JeM Commander Admits Masood Azhar’s Family Killed in Operation Sindoor Strike on Bahawalpur HQ
In a dramatic admission, Jaish-e-Mohammad’s senior commander Masood Ilyas Kashmiri has confirmed that the family of the terror outfit’s chief, Maulana Masood Azhar, was killed in India’s counterterror campaign Operation Sindoor. The operation, carried out on May 7, targeted JeM’s nerve centre Markaz Subhanallah in Bahawalpur, Pakistan, dealing one of the heaviest blows to the group in recent years.
In a viral video, Ilyas, flanked by armed guards, said in a high-pitched tone: “After sacrificing everything, on May 7, Maulana Masood Azhar’s family was torn apart by Indian forces in Bahawalpur.”
The Markaz, located along the Karachi–Torkham Highway (NH-5), has long served as JeM’s operational hub. It housed over 600 cadres, hosted training for recruits, and was the planning ground for major attacks, including the 2019 Pulwama strike. The May 7 strike reduced key facilities to rubble, reportedly killing 10 members of Azhar’s family and several close aides. Among those killed were Azhar’s elder sister, her husband, his mother, a nephew, nieces, and children, along with four of his trusted associates.
Operation Sindoor was India’s direct retaliation to the April 22 Pahalgam terror attack, where a Lashkar-e-Taiba wing massacred 26 civilians, mostly tourists, in Jammu and Kashmir’s Baisaran Valley. It was one of the deadliest attacks on Indian soil in recent years, prompting New Delhi to order coordinated military action against terror sanctuaries across the border.

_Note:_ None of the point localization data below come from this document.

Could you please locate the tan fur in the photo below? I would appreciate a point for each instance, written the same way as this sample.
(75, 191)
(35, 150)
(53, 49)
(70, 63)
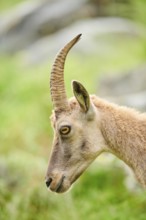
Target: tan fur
(118, 130)
(124, 130)
(85, 126)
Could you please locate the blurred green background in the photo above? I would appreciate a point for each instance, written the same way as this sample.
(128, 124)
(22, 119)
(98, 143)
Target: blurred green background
(26, 134)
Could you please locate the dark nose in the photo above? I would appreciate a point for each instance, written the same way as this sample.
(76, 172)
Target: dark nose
(48, 182)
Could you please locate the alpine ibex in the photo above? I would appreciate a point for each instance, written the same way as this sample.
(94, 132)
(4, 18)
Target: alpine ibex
(85, 126)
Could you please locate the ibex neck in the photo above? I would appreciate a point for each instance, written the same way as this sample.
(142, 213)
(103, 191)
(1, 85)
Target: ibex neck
(124, 131)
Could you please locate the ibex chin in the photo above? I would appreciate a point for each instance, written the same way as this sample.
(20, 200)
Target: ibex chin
(85, 126)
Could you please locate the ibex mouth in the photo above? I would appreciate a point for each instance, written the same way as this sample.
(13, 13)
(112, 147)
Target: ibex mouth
(51, 184)
(59, 185)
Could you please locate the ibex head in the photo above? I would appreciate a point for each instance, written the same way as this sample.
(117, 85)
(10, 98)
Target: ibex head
(74, 121)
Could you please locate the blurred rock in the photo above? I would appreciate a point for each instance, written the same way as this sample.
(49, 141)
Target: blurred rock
(127, 88)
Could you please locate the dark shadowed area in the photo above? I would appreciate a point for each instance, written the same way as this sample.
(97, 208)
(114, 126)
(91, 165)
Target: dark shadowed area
(110, 60)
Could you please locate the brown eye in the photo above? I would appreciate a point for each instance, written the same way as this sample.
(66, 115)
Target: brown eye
(64, 130)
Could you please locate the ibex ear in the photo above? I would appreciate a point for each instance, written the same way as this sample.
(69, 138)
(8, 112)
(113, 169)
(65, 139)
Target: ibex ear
(81, 95)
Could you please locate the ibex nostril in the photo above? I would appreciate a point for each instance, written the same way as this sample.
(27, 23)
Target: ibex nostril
(48, 182)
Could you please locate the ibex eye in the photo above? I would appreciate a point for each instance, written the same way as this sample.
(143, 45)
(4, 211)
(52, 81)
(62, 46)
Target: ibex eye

India’s strikes hit nine major terror hubs across Pakistan and Pakistan-occupied Kashmir, including JeM’s Bahawalpur base and Lashkar-e-Taiba’s headquarters in Muridke. Within days, Pakistan attempted retaliatory drone and missile strikes, all of which were intercepted by India’s air defence systems. In the second wave, India expanded its operation, striking airbases at Nur Khan and Rahim Yar Khan, sending a strong signal of escalation control.
The strikes marked one of the deepest and most successful cross-border operations by India in recent memory. Unlike past actions, Operation Sindoor targeted not just infrastructure but the families of top terror leaders, inflicting psychological and organisational damage on JeM. For the first time, JeM itself has publicly admitted its losses, something the group has historically denied or downplayed.
India described the mission as a measured and proportionate response, while Pakistan condemned it as “aggression”, further heightening tensions between the two nuclear-armed neighbours.